LayerIF: Estimating Layer Quality for Large Language Models using Influence Functions
Hadi Askari, Shivanshu Gupta, Fei Wang, Anshuman Chhabra, Muhao Chen
TL;DR
LayerIF addresses the problem of variable training quality across layers in pretrained LLMs by introducing a data-driven, layer-specific Influence Function framework. It derives per-layer influence scores $I^{(l)}(z_i)$ and aggregated positives $S^{(l)}$ to quantify layer quality, then maps these scores to practical adaptations: non-uniform LoRA-MoE expert allocation and layer-wise pruning budgets. Across Mistral-7b-v0.1 and Gemma-7b, LayerIF yields consistent improvements over strong baselines in both MoE routing and pruning tasks, demonstrating dataset-specific layer specialization and model-agnostic applicability. The approach provides a principled, data-aware alternative to model-centric heuristics, with potential to improve efficiency and interpretability in large-scale deployment of LLMs.
Abstract
Pretrained Large Language Models (LLMs) achieve strong performance across a wide range of tasks, yet exhibit substantial variability in the various layers' training quality with respect to specific downstream applications, limiting their downstream performance. It is therefore critical to estimate layer-wise training quality in a manner that accounts for both model architecture and training data. However, existing approaches predominantly rely on model-centric heuristics (such as spectral statistics, outlier detection, or uniform allocation) while overlooking the influence of data.
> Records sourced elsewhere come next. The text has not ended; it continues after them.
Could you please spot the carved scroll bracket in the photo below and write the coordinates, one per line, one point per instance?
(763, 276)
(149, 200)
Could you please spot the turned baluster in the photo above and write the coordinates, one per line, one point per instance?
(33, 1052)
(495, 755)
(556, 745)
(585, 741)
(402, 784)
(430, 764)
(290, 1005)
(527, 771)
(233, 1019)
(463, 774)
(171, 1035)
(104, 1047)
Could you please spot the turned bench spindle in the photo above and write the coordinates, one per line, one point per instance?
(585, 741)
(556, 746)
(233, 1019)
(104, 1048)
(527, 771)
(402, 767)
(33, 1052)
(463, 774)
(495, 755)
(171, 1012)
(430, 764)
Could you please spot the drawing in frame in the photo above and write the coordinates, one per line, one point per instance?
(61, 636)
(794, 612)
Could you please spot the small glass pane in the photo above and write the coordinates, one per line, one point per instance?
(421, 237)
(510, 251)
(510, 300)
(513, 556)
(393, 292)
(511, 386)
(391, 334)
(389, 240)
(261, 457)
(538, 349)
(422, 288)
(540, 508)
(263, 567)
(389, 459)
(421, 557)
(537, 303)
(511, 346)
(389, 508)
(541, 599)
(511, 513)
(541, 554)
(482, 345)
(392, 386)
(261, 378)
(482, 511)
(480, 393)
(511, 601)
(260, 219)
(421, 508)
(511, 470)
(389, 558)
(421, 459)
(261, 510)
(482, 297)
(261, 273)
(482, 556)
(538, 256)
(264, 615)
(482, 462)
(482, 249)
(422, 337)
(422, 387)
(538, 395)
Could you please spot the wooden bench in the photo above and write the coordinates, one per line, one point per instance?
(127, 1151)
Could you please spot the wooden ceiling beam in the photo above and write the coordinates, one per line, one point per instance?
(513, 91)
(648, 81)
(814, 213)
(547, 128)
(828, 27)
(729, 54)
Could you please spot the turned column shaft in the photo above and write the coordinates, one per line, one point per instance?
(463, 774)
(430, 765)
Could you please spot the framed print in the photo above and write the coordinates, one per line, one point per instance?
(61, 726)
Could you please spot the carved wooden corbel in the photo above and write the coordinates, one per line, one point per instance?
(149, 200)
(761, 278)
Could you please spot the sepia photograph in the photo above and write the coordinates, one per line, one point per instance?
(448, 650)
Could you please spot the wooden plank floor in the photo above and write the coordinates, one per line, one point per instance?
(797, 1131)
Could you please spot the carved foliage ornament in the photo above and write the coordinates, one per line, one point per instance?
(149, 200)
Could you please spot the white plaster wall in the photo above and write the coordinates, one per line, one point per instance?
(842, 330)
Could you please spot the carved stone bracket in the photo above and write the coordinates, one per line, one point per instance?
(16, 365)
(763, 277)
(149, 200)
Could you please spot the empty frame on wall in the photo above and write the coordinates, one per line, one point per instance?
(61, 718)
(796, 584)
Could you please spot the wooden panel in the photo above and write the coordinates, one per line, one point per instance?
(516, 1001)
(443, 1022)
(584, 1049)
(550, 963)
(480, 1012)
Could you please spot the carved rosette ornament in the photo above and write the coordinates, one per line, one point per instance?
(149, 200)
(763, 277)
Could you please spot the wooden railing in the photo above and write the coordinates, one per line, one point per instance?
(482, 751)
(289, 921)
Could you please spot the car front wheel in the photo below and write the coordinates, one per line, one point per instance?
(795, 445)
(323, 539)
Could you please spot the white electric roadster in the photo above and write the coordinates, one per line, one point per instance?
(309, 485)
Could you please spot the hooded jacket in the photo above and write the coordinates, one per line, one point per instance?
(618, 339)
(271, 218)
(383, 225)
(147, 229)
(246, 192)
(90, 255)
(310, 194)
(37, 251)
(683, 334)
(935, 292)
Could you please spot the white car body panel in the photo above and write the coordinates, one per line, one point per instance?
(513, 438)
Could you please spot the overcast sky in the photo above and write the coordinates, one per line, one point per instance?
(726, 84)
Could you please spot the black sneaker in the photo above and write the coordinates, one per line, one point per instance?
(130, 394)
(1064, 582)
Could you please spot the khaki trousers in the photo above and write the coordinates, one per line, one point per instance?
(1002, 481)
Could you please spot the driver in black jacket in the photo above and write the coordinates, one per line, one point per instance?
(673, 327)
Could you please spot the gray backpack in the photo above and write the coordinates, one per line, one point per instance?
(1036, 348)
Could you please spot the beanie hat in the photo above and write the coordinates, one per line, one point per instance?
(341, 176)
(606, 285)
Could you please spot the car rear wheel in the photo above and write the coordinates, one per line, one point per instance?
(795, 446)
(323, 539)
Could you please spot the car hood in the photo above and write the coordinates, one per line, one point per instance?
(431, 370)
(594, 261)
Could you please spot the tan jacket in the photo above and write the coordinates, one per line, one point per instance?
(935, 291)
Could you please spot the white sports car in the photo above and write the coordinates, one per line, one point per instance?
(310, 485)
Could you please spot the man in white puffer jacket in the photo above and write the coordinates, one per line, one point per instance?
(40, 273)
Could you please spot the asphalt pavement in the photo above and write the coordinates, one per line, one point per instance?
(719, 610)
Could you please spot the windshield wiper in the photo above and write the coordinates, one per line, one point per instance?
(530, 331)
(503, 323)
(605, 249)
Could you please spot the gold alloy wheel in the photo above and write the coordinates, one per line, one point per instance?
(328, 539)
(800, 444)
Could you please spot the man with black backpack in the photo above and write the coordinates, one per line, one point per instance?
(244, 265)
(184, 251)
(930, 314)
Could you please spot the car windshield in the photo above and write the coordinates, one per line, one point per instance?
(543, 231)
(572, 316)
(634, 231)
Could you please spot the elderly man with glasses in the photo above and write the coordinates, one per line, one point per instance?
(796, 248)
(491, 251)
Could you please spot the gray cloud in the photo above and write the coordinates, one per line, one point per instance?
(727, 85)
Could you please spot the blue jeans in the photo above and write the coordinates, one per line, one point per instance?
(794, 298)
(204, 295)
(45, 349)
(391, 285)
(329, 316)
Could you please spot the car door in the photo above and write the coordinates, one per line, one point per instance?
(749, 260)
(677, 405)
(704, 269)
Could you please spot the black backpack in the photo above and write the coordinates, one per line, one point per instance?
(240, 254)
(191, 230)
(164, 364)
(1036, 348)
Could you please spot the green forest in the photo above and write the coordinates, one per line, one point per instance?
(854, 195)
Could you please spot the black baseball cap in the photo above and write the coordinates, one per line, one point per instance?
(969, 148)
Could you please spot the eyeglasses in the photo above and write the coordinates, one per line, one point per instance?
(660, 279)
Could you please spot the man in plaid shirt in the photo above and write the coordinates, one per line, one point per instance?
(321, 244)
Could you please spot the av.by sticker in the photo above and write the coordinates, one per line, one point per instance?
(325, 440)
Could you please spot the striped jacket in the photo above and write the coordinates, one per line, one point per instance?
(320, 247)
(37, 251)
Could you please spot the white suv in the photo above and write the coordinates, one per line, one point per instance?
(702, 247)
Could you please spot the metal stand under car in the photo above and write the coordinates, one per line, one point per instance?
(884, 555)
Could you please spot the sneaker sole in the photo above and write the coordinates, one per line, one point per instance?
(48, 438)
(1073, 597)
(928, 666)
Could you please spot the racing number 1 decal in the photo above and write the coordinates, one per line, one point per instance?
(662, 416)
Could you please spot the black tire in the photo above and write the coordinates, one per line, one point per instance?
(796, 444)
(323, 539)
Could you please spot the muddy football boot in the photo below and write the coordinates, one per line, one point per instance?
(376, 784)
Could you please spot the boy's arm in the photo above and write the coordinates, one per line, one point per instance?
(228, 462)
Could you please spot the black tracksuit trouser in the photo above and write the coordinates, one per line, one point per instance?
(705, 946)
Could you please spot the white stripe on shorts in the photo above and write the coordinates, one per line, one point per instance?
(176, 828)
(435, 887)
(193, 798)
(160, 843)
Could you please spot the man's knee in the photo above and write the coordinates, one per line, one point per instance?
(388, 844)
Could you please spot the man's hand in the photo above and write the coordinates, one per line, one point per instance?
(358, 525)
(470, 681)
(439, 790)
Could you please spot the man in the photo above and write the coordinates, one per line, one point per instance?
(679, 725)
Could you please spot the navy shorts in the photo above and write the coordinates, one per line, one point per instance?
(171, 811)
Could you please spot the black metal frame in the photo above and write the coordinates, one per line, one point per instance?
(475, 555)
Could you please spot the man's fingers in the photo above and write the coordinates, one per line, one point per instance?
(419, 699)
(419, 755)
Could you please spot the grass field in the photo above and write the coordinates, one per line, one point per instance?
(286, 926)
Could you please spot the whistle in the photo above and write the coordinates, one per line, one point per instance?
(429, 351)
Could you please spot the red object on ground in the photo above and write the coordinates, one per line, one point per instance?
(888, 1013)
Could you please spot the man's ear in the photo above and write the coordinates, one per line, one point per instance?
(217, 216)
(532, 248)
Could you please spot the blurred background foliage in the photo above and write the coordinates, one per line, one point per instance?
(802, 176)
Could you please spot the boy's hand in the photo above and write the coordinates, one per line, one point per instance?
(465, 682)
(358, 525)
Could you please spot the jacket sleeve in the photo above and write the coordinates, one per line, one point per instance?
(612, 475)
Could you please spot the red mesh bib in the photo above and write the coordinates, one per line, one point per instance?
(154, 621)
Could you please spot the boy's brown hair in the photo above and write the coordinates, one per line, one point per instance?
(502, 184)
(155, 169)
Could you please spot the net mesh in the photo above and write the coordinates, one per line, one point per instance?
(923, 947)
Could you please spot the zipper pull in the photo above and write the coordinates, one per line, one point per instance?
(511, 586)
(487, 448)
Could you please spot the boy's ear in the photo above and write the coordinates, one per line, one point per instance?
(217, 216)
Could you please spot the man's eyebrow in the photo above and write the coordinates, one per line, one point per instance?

To address these limitations, we propose LayerIF, a data-driven framework that leverages Influence Functions to quantify the training quality of individual layers in a principled and task-sensitive manner. By isolating each layer's gradients and measuring the sensitivity of the validation loss to training examples by computing layer-wise influences, we derive data-driven estimates of layer importance. Notably, our method produces task-specific layer importance estimates for the same LLM, revealing how layers specialize for different test-time evaluation tasks. We demonstrate the utility of our scores by leveraging them for two downstream applications: (a) expert allocation in LoRA-MoE architectures and (b) layer-wise sparsity distribution for LLM pruning. Experiments across multiple LLM architectures demonstrate that our model-agnostic, influence-guided allocation leads to consistent gains in task performance.